Well, a small or medium-sized business normally doesn’t need “a strong web presence” that incurs that kind of costs. If that’s the market they aim for, well…
Substratum white paper claims that, since they will only charge for click, not uptime as AWS, they’ll be able to reach a level of prices “less expensive than current industry standard hosting.” Larger hosting companies margins are pretty high (Rackspace’s EBITDA margin was above 35% before it became private in 2016, and stopped publishing quarter results - the NOPAT margins were much lower, about 7.8% though), so, as Jeff Bezos said, “your margin is my opportunity.”
Individual nodes won’t have the kind of overheads, taxes, infrastructure or costs of a hosting company, so the assumption of much lower price is feasible.
Another question is whether node owners would settle for that technically feasible lower price. They don’t have the scale of the large company, so they must be kept motivated.
Imperfections
Notwithstanding that, some users will install a node without commercial interest, to browse Substratum network (like they do in Tor) in a decentralized mode, especially in countries with a high level of Internet censorship and state control. It is unclear whether these non-professional participants will be enough to keep Substratum running. Substratum will install and run several supernodes to maintain the network to address this issue in early stages of network growth, though.
Neither it is clear how much resources one should commit to earning a meaningful income. It will be a function of the number of sites in the network and the traffic to them from the region which is close to the node. The latter is important because Substratum protocol attempts to provide data from the geographically-closest nodes.
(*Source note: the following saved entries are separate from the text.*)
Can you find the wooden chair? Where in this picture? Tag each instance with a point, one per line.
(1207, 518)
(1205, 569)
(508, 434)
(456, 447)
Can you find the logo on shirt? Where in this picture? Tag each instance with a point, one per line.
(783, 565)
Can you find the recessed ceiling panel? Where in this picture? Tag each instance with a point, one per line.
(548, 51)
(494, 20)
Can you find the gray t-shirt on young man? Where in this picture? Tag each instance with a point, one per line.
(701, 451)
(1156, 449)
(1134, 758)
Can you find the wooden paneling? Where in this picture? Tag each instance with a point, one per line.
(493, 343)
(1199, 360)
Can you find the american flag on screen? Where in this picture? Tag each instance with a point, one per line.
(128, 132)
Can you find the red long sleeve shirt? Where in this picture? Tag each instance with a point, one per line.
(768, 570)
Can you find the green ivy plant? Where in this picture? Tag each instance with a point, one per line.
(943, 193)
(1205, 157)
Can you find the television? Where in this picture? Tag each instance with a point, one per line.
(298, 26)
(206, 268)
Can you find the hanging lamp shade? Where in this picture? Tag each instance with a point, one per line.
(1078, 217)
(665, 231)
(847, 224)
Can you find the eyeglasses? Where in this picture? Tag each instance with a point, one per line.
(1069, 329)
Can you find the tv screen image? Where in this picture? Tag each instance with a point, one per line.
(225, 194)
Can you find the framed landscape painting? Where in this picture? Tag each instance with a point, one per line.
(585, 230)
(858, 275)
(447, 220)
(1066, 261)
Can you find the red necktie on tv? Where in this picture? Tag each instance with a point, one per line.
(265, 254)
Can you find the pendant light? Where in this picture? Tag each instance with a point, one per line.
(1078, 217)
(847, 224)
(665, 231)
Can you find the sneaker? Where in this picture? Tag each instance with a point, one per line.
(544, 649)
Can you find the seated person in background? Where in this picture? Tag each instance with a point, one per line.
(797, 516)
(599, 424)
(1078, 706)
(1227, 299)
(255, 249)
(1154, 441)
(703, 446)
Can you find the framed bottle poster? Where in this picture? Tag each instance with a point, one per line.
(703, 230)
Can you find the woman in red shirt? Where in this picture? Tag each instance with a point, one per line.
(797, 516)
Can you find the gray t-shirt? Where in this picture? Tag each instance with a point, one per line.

Another possible problem that remains would be the volatility of the token, i.e., susceptibility to price manipulation, so that either hoster’s expenses may increase in an unforeseen manner, or, vice versa, nodes income may fall. Prolonged periods of token price instability may disrupt the network and make it unreliable. This is true for many projects, of course.
Also, the network architecture may be susceptible to fraud to a certain degree. If the node owner determines what content it stores (nodes aren’t supposed to know that, in Substratum architecture), a fraudulent scheme is imaginable: false bit traffic is generated, which is then “served” by the node, who then claims rewards.
If the node or group of nodes is big enough, it may theoretically accumulate enough content to be selected by Substratum DNS with a high probability, so this kind of spoofing operation is possible.
The Internet is for porn
All good inventions of the human race are first used either for killing fellow humans, or to distribute pornography or prohibited substances. There’s almost no exceptions from this rule, and Substratum certainly isn’t one of them.
I am sure that, the obvious market for Substratum services, that will help it grow in the medium term, will be specialty and fringe online porn, and illegal/fringe pharmacy/drug sales. Anonymous hosting + anonymous content delivery + anonymous payment platform = that’s practically an invitation for porn peddlers and drug dealers.
I am not a moralist, so I see these businesses as acceptable as any other unless someone gets hurt against their will.
Substratum’s team claim that there’d be an internal governance procedure of the network allowing to take down obviously malicious players (like child pornography) from the network. If that doesn’t happen, the network may attract the unnecessary attention of the state or states.
Many of the Hollywood celebrities were engaged in porn before they became famous. But many others never left porn, and never had the luck to enter the spotlight. What fate awaits Substratum?